No. They still have enormous profit margins on inference with these prices.
Their margins doesn't impact my own assessment of end user pricing as cheap.
Any source to backup this claim, pretty please?
Source? There are a countless number of providers serving open weight models for fun and profit.
I highly doubt there is any margin on those inference pricing.
> I highly doubt there is any margin on those inference pricing.

And yet, OpenCode Go offers DeepSeek flash 6 times cheaper than DeepSeek itself. And they claim they are still profitable.

Part of their model is that not everyone will use their entire quota each month. I don't think I will. I use under $1/day with deepseek v4 flash. We get $60 for the $10 sub.
It’s near the frontier meaning it’s the best intelligence for the price.

It’s not even close to frontier meaning it’s the best intelligence.

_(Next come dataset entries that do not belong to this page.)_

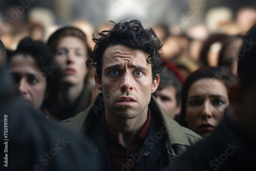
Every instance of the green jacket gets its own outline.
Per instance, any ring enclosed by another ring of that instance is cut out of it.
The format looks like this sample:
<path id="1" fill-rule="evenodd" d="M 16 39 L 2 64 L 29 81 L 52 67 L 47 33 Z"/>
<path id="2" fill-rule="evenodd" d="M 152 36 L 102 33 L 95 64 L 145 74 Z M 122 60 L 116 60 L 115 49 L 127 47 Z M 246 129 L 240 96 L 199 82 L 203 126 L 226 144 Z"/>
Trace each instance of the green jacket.
<path id="1" fill-rule="evenodd" d="M 166 131 L 167 139 L 165 145 L 169 164 L 177 160 L 190 146 L 203 139 L 200 136 L 180 126 L 176 121 L 167 116 L 155 97 L 152 96 L 148 107 L 152 113 L 154 112 L 159 115 L 162 123 Z M 87 109 L 74 117 L 62 121 L 60 124 L 82 136 L 85 134 L 88 125 L 91 123 L 91 116 L 93 115 L 101 115 L 104 108 L 102 94 L 100 93 Z"/>

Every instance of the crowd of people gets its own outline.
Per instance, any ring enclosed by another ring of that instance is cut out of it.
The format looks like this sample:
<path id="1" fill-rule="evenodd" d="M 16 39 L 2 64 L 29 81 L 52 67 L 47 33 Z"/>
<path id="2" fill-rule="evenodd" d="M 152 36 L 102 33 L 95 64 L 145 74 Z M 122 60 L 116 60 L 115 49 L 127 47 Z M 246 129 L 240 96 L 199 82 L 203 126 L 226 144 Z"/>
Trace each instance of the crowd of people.
<path id="1" fill-rule="evenodd" d="M 1 41 L 1 168 L 255 170 L 253 18 L 204 37 L 126 19 Z"/>

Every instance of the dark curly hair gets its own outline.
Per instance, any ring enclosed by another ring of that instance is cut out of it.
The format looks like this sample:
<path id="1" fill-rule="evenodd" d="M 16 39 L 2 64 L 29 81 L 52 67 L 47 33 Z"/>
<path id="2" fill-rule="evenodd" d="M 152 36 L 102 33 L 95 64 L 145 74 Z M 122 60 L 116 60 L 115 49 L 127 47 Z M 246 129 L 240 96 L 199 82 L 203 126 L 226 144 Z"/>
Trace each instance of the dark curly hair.
<path id="1" fill-rule="evenodd" d="M 98 32 L 97 36 L 99 35 L 99 38 L 96 38 L 95 33 L 93 34 L 93 40 L 96 45 L 90 53 L 91 59 L 87 61 L 87 66 L 89 67 L 91 64 L 92 69 L 101 79 L 105 50 L 111 46 L 123 45 L 148 55 L 147 62 L 152 64 L 152 78 L 155 80 L 157 74 L 162 71 L 164 62 L 161 63 L 159 53 L 162 45 L 154 31 L 150 28 L 144 29 L 138 20 L 124 20 L 119 23 L 110 22 L 114 25 L 111 30 Z"/>
<path id="2" fill-rule="evenodd" d="M 51 50 L 42 42 L 33 40 L 30 38 L 26 37 L 19 41 L 13 56 L 18 54 L 30 55 L 37 62 L 41 72 L 45 74 L 46 91 L 49 95 L 48 98 L 44 100 L 41 109 L 51 107 L 53 102 L 57 98 L 57 92 L 59 89 L 60 78 L 61 77 L 59 68 L 52 67 L 54 60 Z M 48 67 L 51 68 L 51 71 L 50 73 L 49 71 L 47 72 L 44 70 L 48 70 Z"/>

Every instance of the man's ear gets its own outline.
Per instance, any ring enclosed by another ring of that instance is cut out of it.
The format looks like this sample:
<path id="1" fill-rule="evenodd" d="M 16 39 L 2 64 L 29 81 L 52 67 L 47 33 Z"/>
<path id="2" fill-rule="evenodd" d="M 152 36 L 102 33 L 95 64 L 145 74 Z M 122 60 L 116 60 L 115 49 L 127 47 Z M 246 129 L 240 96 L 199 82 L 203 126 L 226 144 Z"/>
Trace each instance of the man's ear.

I hardly notice DeepSeek being inferior to Claude Opus unless I have it working on tricky and under-defined problems. That is, I trust Opus to reason much better when it has the choice. Otherwise, IME DeepSeek is far cheaper and more effective for anything where the solution is even somewhat obvious.
Out of curiosity, what is your stack? And is this in a legacy project or new one?

I have tried using deep seek flash and pro but they make amateur mistakes. Sonnet level at best.

However v4 flash is absolutely amazing as a generalist model and it’s what we’re using on a product built on top of LLMs. I wish I could code with it but it’s not going to happen anytime soon

I've used it across many new projects as well as many legacy ones. It does make amateur mistakes so you can't leave it unsupervised for hours like I do with Claude, but it's so much cheaper that weeks of heavy usage haven't even cost me $10 yet. Only other downside IMO is that Pro is pretty slow, even compared to frontier models; only around 120t/s IIRC.
Yes I also noticed it is pretty slow, which sort of defeated the purpose of using it for me.

Usually I'm working on a large task, typically with Opus, while also having a bunch of smaller tasks in their own independent worktrees. Those still need supervision, but less. My goal was to get deepseek to drive the cost of those down, but it was too slow and unreliable...

Yes, I could tolerate the unreliability better if it were faster, but it's really not. So it's too slow for me to actively supervise it, but too unreliable for me to trust it unsupervised. The shitty middle. I often have multiple of them open at a time and check my terminal every few minutes to lead them along. Mostly works.